My algebra background: I've had 2 undergrad semesters of algebra, a reading course in Galois Theory, a graduate course in commutative algebra and one in algebraic geometry, and I've done (most of) MacLane and Birkhoff's Algebra on my own.
The problem is that I feel like I still don't have any idea how to do algebra. I do well in my classes and don't have any problem with most exercises in M&B I do. But my process consists pretty much entirely of fiddling around with symbols until I figure out how to apply theorems I know in a completely straightforward way. I'm able to do exercises from a book, but rarely able to prove theorems in the text on my own.
This is a complete contrast to how I feel in topology and analysis (not that I really know any topology or analysis), where I have a halfway decent intuition and really think I know why things are true (and moreover, why anyone should care). I'm able to prove theorems.
In topology and analysis, I am able to visualize things pretty directly in a way that I can get insight into how things work. For algebra, I have no picture. I've tried learning about Cayley graphs to visualize groups. I think these are neat, but I have yet to successfully apply any insight from them. I hoped learning about algebraic geometry would help me visualize rings.
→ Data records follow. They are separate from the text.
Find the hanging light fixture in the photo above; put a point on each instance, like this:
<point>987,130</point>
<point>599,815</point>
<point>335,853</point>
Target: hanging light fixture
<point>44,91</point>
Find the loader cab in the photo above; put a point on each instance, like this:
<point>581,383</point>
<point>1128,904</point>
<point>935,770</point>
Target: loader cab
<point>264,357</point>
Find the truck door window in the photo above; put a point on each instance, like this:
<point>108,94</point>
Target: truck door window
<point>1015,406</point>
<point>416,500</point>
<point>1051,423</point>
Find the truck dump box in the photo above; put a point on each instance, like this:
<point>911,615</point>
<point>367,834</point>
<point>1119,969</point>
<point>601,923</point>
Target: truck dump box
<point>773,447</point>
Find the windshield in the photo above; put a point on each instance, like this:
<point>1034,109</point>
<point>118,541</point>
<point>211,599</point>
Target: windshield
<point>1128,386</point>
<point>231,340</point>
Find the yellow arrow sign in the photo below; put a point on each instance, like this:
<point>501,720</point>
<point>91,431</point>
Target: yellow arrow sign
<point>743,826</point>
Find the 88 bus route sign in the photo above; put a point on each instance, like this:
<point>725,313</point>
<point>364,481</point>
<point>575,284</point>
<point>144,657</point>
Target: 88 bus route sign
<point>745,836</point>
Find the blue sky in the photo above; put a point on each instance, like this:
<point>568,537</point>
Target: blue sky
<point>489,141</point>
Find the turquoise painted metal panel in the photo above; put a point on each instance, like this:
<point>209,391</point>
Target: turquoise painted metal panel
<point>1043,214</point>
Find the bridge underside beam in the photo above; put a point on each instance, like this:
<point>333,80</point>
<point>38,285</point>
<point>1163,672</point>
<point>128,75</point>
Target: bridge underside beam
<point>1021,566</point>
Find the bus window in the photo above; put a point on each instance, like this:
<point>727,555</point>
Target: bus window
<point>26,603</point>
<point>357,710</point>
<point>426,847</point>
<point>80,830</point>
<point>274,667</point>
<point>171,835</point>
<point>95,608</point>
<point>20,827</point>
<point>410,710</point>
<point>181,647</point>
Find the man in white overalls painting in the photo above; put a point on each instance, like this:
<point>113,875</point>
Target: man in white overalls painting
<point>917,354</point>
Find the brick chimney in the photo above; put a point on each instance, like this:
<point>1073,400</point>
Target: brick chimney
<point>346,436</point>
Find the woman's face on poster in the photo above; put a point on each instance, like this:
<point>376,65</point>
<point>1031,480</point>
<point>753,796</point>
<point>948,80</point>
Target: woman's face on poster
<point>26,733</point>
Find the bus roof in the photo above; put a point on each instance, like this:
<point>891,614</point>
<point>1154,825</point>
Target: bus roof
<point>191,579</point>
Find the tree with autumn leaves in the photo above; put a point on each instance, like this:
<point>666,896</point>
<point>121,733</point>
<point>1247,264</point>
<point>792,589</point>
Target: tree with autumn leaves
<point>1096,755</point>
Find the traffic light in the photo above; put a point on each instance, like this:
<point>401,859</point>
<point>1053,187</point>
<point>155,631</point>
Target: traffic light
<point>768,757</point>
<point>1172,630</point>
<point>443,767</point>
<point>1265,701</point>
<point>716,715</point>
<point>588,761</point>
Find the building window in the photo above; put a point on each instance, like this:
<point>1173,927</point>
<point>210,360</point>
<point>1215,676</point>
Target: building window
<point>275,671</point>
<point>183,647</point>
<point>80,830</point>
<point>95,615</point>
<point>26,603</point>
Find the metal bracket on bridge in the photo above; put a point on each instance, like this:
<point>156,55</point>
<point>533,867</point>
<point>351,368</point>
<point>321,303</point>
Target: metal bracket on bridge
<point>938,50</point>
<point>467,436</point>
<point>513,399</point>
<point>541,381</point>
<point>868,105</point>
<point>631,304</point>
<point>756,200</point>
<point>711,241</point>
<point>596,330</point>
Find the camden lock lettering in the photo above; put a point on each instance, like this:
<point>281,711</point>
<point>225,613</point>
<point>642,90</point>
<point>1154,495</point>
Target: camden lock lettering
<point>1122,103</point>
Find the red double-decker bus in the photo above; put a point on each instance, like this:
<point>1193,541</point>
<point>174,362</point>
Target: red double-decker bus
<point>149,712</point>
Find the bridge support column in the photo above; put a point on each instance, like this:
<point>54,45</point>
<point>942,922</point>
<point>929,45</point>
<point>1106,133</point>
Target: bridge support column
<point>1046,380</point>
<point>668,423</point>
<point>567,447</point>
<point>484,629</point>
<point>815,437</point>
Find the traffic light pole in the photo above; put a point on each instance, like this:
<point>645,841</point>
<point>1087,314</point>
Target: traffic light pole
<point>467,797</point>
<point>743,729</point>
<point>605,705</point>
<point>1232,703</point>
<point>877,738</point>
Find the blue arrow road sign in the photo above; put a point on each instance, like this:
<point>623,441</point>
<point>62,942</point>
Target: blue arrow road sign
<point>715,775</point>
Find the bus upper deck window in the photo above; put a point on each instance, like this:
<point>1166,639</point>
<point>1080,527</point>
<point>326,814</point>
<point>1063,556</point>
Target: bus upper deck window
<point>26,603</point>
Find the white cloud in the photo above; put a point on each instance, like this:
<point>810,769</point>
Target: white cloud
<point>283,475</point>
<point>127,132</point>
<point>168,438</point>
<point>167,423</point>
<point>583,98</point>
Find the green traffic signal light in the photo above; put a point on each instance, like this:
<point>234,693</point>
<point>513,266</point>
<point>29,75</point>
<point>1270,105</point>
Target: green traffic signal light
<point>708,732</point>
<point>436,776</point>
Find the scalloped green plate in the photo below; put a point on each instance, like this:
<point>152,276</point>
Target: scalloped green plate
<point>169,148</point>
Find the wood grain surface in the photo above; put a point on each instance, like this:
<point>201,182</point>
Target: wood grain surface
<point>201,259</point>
But the geometry in algebraic geometry is dictated entirely by the algebra. So how can you use geometry to help you with the algebra, when you have to do the algebra first to figure out what the geometry looks like? I don't get it.
So the question I'm trying to get at is: How do I develop some insight or intuition about algebra? I don't really know what form answers might take; maybe a reading suggestion, or just a general way to look at things. Maybe this isn't a good question, but I'm kind of at the end of my rope with this stuff.
A particular user on MathOverflow said he fell in love with algebra the first time he saw the axioms for a group. When I first saw the axioms for a group, I spent the next year trying to figure out why the heck anybody cared about groups (and frankly still only know this in a detached and academic way). So it's possible the only answer is: I'm barking up the wrong tree; algebra isn't for me and I should move on to something that comes more naturally.